Little Rock: Gov. Asa Hutchinson on Tuesday approved performance-related merit pay raises of as much as 3% for state employees. Hutchinson announced that $28 million in state and federal funds was allocated for the merit pay increases, which he said will be the largest performance pay raises offered since he took office in 2015. The Republican governor cited the work from the state’s employees in response to the coronavirus pandemic. He said the raises will be added to employees’ existing pay and won’t be a one-time raise. Nearly 26,000 employees are eligible for the bumps. “This last year, our workforce has shown dedication, resilience and flexibility during this pandemic,” Hutchinson said at a news conference. “It’s been circumstances that no workforce has been through in the last 100 years.”
The retired Cunard ocean liner Queen Mary at its permanent mooring in the harbor at Long Beach, Calif. (Photo: John Antczak/AP)
Long Beach: City officials have said they will spend $2.5 million to maintain the historic Queen Mary ocean liner for the next six months and plan out the repairs needed to reopen the tourist destination. The Long Beach City Council on Tuesday voted unanimously to enter into a $2 million temporary caretaker contract with the ship’s current on-ship operator, Evolution Hospitality, for the next six months with the possibility of a six-month extension, The Orange County Register reports. Officials said the remaining $500,000 will pay for the city’s contract engineer, Moffatt & Nichol, to develop the engineering and design repair work, which is estimated to cost $5 million. It was not immediately known how the city would pay for future repair work. Council members agreed Tuesday that regaining control of the ship for the first time since 1978 provides the city an opportunity to preserve and leverage an asset considered synonymous with the city. “Anywhere we go, the Queen Mary represents Long Beach,” Councilwoman Mary Zendejas said. “Nobody is going to be able to take care of the Queen Mary as much as we can now that we have it back in our hands.”

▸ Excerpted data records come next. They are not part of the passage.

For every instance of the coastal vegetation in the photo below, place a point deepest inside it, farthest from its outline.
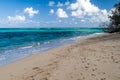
(114, 20)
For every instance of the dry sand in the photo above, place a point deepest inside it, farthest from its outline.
(93, 58)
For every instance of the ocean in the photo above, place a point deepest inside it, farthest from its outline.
(17, 43)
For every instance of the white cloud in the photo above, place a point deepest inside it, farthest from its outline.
(30, 11)
(82, 20)
(84, 8)
(59, 4)
(16, 18)
(61, 13)
(52, 11)
(51, 3)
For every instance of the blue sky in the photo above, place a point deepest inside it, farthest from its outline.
(54, 13)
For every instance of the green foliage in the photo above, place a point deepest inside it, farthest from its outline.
(114, 24)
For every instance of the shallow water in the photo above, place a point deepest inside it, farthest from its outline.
(18, 43)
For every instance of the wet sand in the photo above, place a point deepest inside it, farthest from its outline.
(91, 58)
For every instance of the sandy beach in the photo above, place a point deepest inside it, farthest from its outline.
(91, 58)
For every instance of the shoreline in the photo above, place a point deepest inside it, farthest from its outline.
(65, 42)
(82, 60)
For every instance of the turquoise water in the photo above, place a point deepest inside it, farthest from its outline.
(18, 43)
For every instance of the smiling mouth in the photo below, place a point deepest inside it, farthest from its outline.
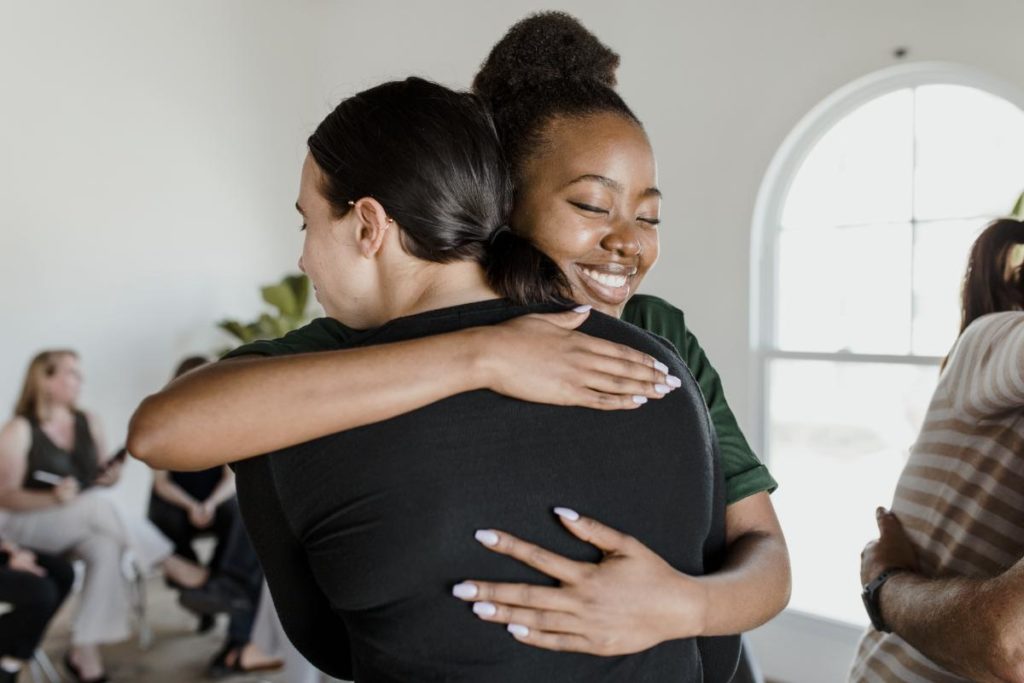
(609, 283)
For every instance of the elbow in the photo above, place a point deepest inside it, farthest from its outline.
(145, 438)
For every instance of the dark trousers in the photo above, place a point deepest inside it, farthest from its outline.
(35, 600)
(173, 521)
(240, 564)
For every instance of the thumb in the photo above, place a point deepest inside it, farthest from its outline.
(567, 319)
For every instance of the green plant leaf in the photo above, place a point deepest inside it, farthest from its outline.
(1018, 210)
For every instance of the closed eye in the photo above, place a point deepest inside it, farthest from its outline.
(589, 208)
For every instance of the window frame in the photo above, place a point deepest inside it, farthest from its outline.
(766, 228)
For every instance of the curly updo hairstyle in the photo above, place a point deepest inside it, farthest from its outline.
(547, 66)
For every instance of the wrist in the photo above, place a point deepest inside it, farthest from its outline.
(479, 358)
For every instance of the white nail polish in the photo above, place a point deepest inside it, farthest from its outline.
(465, 591)
(484, 609)
(518, 630)
(567, 513)
(486, 537)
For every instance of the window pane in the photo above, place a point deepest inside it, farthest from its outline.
(839, 435)
(860, 171)
(845, 289)
(940, 256)
(970, 153)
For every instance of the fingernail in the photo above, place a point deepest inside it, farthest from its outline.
(567, 513)
(485, 537)
(484, 609)
(465, 591)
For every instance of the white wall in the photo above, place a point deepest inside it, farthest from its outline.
(150, 152)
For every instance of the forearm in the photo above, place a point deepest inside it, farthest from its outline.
(23, 500)
(229, 411)
(973, 628)
(223, 492)
(173, 494)
(751, 588)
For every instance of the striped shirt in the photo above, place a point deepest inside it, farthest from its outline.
(961, 497)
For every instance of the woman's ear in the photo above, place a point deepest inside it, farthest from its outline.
(372, 226)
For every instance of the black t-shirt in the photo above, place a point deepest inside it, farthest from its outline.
(364, 532)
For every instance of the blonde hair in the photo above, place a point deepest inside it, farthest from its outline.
(41, 367)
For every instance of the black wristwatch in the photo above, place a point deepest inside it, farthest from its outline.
(870, 598)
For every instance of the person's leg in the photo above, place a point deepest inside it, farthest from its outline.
(225, 519)
(34, 600)
(173, 522)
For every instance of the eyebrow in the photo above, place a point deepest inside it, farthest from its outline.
(611, 184)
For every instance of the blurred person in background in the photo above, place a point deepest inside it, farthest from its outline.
(944, 583)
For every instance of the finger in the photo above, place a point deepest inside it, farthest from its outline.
(617, 384)
(596, 534)
(560, 642)
(531, 555)
(521, 595)
(606, 401)
(569, 319)
(541, 620)
(612, 350)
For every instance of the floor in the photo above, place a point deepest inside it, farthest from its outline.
(177, 653)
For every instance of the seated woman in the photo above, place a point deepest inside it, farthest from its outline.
(184, 505)
(960, 497)
(404, 197)
(32, 589)
(583, 169)
(51, 466)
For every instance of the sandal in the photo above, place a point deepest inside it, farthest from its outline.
(76, 673)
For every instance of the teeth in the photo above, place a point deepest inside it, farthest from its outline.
(605, 279)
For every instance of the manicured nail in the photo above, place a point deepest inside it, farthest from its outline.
(465, 591)
(484, 609)
(518, 630)
(486, 537)
(567, 513)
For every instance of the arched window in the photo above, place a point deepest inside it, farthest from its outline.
(863, 226)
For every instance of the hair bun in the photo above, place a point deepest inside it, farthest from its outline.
(541, 49)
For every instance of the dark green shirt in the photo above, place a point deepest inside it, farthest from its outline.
(744, 474)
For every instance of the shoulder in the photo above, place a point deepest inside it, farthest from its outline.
(646, 306)
(323, 334)
(15, 433)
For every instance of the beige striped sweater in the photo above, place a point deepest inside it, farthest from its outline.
(961, 496)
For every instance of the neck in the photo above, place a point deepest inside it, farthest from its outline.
(426, 287)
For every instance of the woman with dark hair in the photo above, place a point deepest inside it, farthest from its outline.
(958, 499)
(586, 194)
(404, 196)
(33, 586)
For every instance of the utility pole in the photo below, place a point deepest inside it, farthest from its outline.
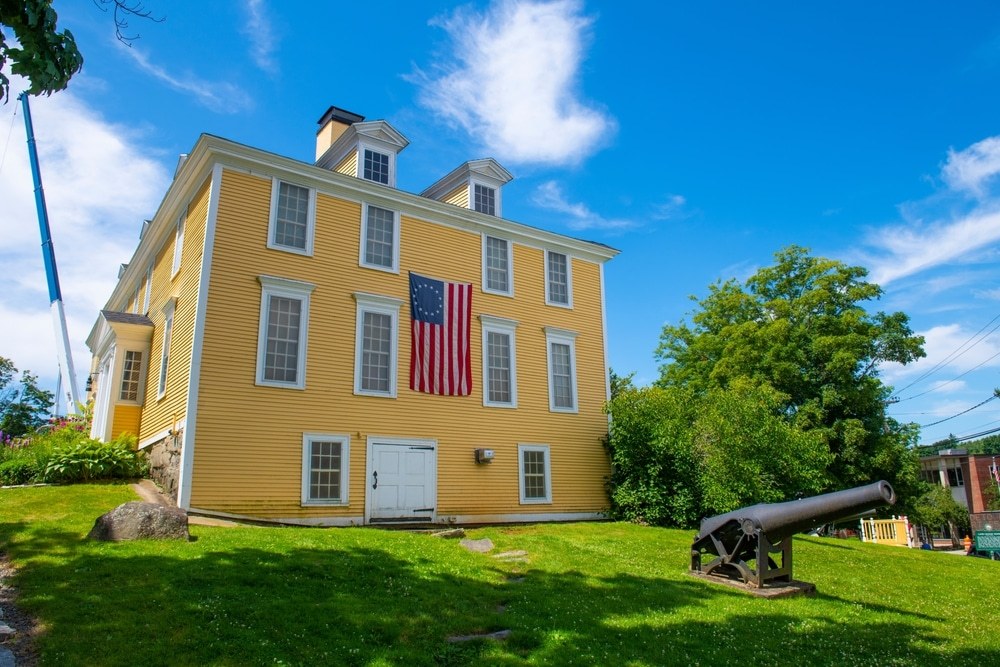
(67, 375)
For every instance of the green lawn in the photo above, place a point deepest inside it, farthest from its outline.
(589, 594)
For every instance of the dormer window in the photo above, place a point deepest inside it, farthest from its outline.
(475, 185)
(484, 199)
(367, 150)
(376, 167)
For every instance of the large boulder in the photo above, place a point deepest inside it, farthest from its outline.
(138, 520)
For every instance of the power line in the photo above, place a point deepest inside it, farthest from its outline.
(954, 355)
(941, 421)
(954, 379)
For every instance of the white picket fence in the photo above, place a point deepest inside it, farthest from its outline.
(887, 531)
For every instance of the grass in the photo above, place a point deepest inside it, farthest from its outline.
(589, 594)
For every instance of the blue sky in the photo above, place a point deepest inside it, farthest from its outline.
(698, 140)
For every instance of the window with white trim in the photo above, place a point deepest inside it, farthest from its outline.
(558, 279)
(497, 265)
(293, 218)
(376, 345)
(168, 326)
(131, 365)
(533, 474)
(380, 239)
(484, 199)
(376, 166)
(561, 356)
(325, 459)
(178, 246)
(282, 332)
(499, 362)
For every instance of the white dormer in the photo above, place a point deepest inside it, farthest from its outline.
(474, 185)
(347, 144)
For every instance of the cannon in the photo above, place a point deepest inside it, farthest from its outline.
(727, 543)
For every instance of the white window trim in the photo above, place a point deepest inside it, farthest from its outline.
(291, 289)
(510, 267)
(345, 457)
(386, 305)
(143, 362)
(504, 326)
(310, 220)
(547, 500)
(362, 147)
(569, 281)
(473, 182)
(565, 337)
(364, 240)
(175, 267)
(168, 331)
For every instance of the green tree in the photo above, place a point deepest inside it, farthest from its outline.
(800, 328)
(935, 508)
(45, 56)
(23, 405)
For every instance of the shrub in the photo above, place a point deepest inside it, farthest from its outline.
(89, 460)
(18, 471)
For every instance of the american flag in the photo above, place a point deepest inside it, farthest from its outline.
(440, 356)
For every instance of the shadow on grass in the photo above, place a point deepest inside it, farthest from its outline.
(183, 604)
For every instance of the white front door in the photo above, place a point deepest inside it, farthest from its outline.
(402, 480)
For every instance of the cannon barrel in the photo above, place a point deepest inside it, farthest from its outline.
(760, 534)
(780, 520)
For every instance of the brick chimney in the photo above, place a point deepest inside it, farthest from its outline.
(332, 124)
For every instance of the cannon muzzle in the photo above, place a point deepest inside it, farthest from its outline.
(750, 533)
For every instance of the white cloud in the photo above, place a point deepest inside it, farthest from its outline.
(98, 186)
(952, 351)
(671, 209)
(218, 96)
(262, 40)
(907, 249)
(512, 82)
(579, 217)
(972, 168)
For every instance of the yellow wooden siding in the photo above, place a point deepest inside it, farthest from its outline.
(159, 414)
(248, 454)
(126, 420)
(348, 165)
(459, 196)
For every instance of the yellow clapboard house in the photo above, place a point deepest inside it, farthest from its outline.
(260, 343)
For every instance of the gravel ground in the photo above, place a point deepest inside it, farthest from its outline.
(22, 644)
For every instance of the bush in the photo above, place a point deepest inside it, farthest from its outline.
(18, 471)
(89, 460)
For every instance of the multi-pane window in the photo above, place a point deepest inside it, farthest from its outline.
(291, 217)
(557, 278)
(168, 325)
(284, 323)
(380, 246)
(376, 166)
(534, 475)
(178, 246)
(281, 352)
(562, 369)
(499, 362)
(954, 471)
(375, 345)
(130, 376)
(325, 461)
(484, 199)
(376, 352)
(496, 265)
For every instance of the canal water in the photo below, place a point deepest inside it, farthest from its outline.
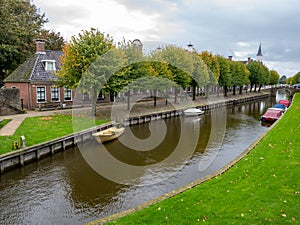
(69, 188)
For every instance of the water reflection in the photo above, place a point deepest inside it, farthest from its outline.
(64, 189)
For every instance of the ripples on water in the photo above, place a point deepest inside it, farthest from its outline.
(63, 189)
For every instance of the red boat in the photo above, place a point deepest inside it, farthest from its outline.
(272, 115)
(287, 103)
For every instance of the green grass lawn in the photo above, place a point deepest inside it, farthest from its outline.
(262, 188)
(40, 129)
(4, 122)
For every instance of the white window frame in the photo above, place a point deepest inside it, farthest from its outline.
(86, 96)
(58, 93)
(37, 94)
(66, 90)
(49, 62)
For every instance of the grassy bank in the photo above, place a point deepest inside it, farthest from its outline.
(4, 122)
(40, 129)
(262, 188)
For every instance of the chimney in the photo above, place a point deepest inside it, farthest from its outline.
(40, 46)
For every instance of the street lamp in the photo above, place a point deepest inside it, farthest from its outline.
(190, 47)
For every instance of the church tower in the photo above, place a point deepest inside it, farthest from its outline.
(259, 54)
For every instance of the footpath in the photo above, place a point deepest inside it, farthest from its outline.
(104, 110)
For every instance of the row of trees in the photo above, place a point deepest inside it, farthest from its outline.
(93, 62)
(21, 23)
(294, 79)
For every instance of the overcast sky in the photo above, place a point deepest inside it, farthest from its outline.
(225, 27)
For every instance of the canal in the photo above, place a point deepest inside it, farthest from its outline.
(92, 181)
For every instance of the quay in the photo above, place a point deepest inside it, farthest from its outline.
(34, 153)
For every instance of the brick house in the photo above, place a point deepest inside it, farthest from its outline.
(37, 83)
(36, 80)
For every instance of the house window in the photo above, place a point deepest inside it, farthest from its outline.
(49, 65)
(41, 94)
(54, 94)
(86, 96)
(68, 94)
(100, 96)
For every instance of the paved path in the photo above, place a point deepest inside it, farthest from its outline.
(10, 128)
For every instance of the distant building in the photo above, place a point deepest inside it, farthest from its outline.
(249, 59)
(37, 82)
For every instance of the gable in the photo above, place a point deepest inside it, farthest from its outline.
(33, 69)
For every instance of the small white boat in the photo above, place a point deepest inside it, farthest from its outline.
(108, 134)
(193, 112)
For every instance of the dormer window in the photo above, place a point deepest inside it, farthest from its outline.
(49, 65)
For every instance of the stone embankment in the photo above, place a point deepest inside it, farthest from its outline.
(34, 153)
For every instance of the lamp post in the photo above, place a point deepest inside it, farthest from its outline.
(190, 47)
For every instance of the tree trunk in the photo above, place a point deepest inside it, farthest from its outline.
(94, 102)
(175, 95)
(155, 97)
(206, 91)
(225, 91)
(194, 92)
(128, 100)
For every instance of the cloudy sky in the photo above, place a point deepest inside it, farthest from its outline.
(225, 27)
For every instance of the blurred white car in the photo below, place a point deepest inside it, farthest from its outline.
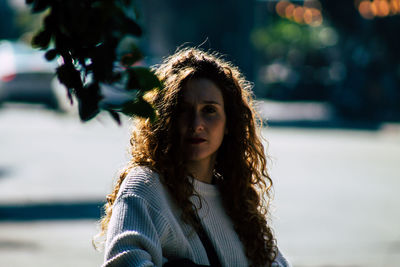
(26, 77)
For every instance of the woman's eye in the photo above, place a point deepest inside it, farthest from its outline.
(209, 109)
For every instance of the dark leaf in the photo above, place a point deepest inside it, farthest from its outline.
(115, 116)
(88, 110)
(128, 52)
(69, 76)
(142, 78)
(89, 99)
(51, 54)
(41, 39)
(130, 58)
(139, 108)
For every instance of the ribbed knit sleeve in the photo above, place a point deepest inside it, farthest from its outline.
(136, 227)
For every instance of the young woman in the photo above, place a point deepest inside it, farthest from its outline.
(195, 188)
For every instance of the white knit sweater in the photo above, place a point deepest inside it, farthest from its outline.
(146, 230)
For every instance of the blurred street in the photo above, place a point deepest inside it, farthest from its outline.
(336, 191)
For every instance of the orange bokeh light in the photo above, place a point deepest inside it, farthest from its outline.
(289, 11)
(382, 8)
(281, 7)
(366, 9)
(308, 16)
(300, 14)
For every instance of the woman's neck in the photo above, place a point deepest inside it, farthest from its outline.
(201, 170)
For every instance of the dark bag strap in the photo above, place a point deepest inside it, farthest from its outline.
(210, 250)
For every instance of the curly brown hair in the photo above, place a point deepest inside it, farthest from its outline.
(245, 187)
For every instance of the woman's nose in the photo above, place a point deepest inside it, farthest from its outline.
(197, 122)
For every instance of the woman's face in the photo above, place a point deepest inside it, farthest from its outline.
(202, 120)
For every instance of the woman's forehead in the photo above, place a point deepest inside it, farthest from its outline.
(202, 90)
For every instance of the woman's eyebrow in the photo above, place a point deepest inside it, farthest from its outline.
(211, 102)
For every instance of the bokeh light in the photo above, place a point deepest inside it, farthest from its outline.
(378, 8)
(309, 13)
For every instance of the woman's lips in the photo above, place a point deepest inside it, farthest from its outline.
(196, 141)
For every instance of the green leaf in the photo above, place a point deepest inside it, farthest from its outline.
(140, 108)
(40, 5)
(142, 78)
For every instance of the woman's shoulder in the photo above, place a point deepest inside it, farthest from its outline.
(141, 181)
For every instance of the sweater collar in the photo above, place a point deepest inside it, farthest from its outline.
(205, 189)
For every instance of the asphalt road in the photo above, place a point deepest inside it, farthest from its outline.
(336, 191)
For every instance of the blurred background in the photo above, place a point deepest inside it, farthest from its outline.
(326, 77)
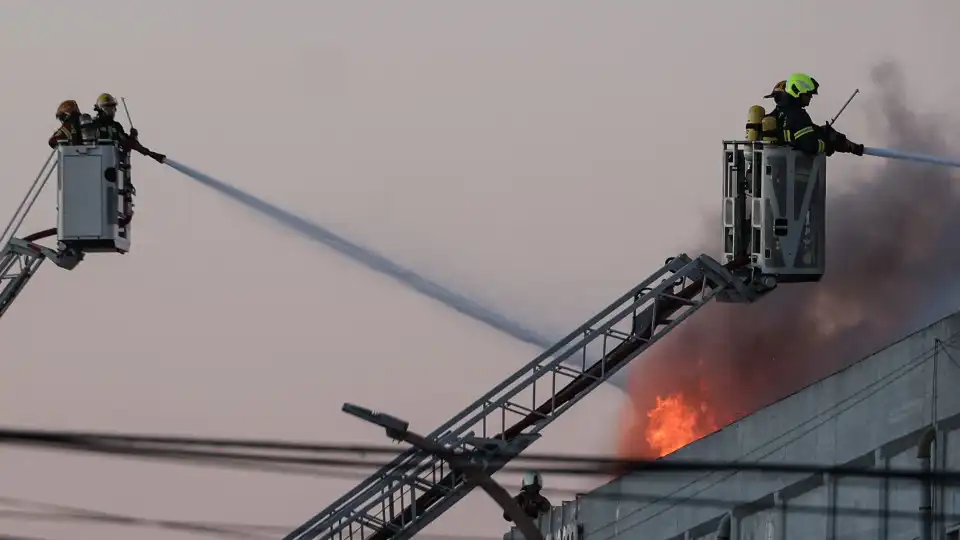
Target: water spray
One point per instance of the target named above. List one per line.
(374, 261)
(910, 156)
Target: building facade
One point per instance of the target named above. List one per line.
(880, 412)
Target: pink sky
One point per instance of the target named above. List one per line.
(541, 158)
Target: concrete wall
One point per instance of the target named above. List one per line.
(870, 414)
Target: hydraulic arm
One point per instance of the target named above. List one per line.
(20, 258)
(417, 487)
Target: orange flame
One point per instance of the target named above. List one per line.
(674, 423)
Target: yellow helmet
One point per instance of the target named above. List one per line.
(67, 108)
(106, 104)
(799, 84)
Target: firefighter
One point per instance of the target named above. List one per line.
(68, 113)
(799, 130)
(529, 499)
(88, 132)
(109, 129)
(779, 95)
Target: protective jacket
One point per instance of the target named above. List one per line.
(67, 133)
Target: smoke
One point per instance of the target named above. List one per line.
(373, 260)
(891, 256)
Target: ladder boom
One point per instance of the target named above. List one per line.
(415, 488)
(19, 261)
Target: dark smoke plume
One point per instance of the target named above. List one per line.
(891, 254)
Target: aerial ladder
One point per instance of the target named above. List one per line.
(773, 232)
(94, 210)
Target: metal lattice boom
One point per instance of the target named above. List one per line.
(415, 488)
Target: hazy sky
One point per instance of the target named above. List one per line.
(539, 156)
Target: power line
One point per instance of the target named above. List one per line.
(577, 465)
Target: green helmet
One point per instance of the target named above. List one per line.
(799, 84)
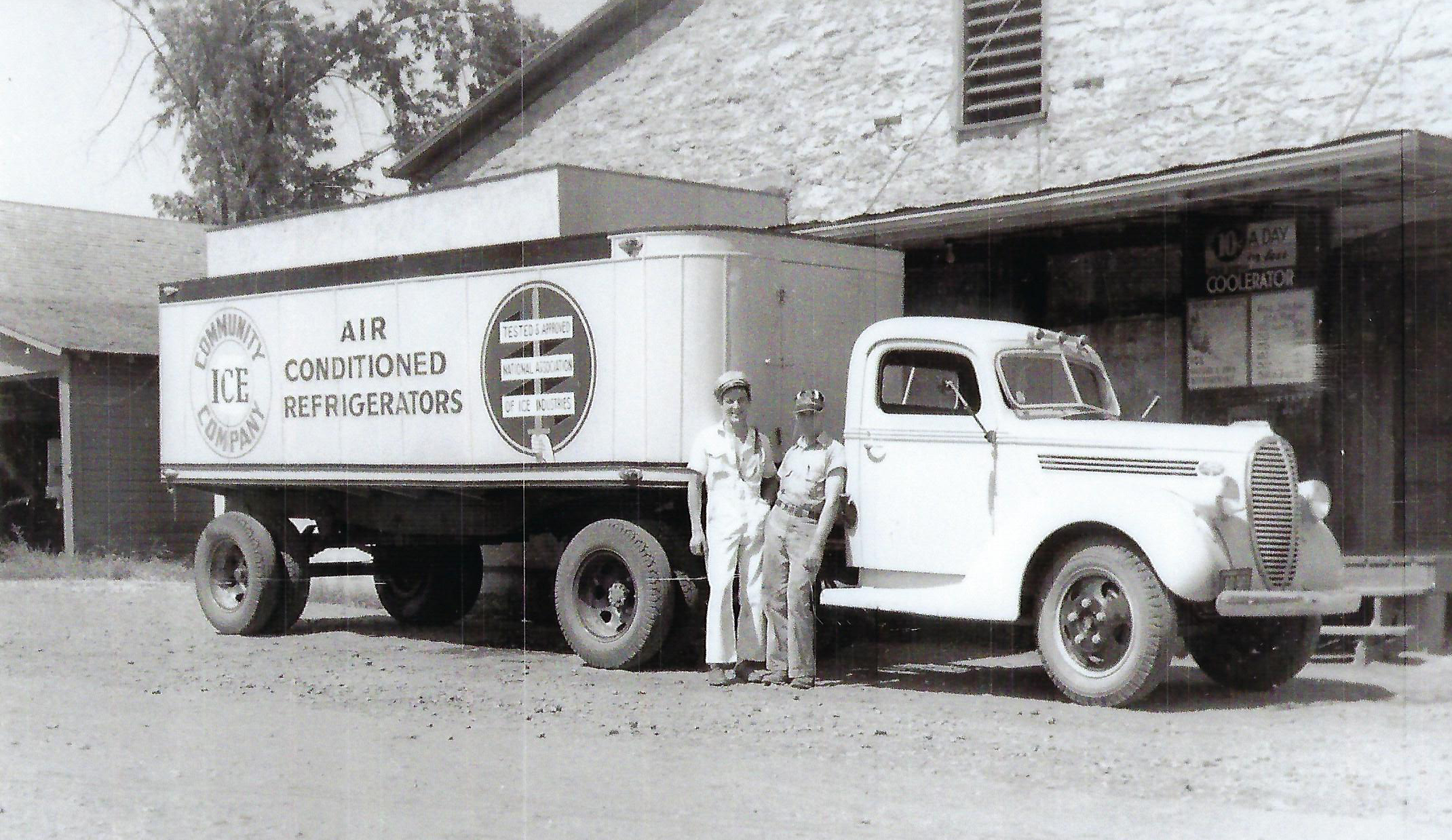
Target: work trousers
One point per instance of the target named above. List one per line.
(789, 579)
(733, 554)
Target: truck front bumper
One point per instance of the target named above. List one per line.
(1263, 603)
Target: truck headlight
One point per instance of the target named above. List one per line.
(1318, 497)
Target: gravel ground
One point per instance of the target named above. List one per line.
(122, 714)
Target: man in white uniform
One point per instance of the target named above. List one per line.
(731, 462)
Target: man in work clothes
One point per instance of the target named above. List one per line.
(809, 491)
(731, 462)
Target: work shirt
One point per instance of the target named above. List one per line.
(733, 472)
(802, 478)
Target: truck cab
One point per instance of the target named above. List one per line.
(993, 479)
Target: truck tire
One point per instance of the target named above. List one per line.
(615, 594)
(1105, 624)
(432, 586)
(237, 573)
(1255, 653)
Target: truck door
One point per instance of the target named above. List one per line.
(919, 463)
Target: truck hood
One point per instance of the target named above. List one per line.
(1136, 438)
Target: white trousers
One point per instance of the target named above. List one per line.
(733, 553)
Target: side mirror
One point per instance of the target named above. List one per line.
(1153, 402)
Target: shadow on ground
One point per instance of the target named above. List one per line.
(918, 656)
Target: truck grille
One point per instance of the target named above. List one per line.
(1271, 502)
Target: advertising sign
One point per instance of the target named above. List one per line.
(1216, 335)
(1282, 339)
(536, 369)
(1250, 257)
(231, 383)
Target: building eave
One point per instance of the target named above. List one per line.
(605, 28)
(31, 341)
(1181, 186)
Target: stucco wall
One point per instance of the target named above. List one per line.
(822, 98)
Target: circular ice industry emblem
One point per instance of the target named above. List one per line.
(537, 369)
(231, 383)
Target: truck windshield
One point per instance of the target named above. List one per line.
(1052, 381)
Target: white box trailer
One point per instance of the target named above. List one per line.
(423, 417)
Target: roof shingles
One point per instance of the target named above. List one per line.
(85, 280)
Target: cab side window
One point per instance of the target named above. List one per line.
(927, 382)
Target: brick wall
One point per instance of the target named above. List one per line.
(822, 98)
(119, 504)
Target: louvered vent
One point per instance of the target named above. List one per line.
(1002, 60)
(1105, 465)
(1271, 494)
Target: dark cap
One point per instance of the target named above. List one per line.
(809, 401)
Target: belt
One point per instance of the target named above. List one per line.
(805, 511)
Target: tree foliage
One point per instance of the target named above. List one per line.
(246, 85)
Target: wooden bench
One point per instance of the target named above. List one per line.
(1390, 586)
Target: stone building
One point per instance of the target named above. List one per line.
(1239, 202)
(79, 453)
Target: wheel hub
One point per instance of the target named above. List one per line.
(229, 578)
(1095, 622)
(606, 595)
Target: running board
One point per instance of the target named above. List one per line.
(942, 601)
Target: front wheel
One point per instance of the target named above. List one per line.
(1253, 653)
(615, 595)
(237, 573)
(1105, 624)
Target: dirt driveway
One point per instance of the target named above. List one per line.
(123, 716)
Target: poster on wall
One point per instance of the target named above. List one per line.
(1216, 343)
(1252, 257)
(1282, 339)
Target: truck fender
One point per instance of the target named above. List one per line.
(1179, 544)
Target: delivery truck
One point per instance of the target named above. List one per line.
(419, 418)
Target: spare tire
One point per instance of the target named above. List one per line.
(430, 586)
(237, 573)
(615, 594)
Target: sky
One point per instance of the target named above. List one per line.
(70, 132)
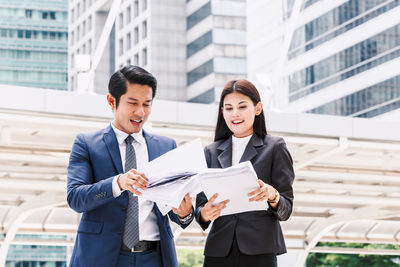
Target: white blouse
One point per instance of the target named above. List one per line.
(238, 147)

A wolf is captured on a state game camera in Moffat County, Colo., on June 3, 2020. (Photo: Colorado Parks and Wildlife via AP)
Denver: The state has its first litter of gray wolf pups since the 1940s, wildlife officials said Wednesday. A state biologist and district wildlife manager each spotted the litter of at least three wolf pups over the weekend with their parents, two adult wolves known to live in the state, Gov. Jared Polis announced in a news release. Most wolf litters have four to six pups, so there could be more. The discovery comes after Colorado voters narrowly approved a ballot measure last year that requires the state to reintroduce the animal on public lands in the western part of the state by the end of 2023. Gray wolves lost their federal protected status as an endangered species earlier this year. But they remain protected at the state level, and hunting the animals in Colorado is illegal. Penalties for violations include fines, jail time and a loss of hunting license privileges. “These pups will have plenty of potential mates when they grow up to start their own families,” Polis said in a statement. Gray wolves were hunted, trapped and poisoned into extinction in Colorado in the 1940s. Officials last year confirmed the presence of a small pack of wolves in northwestern Colorado after a number of sightings since 2019. The animals were believed to have come down from Wyoming’s Yellowstone National Park.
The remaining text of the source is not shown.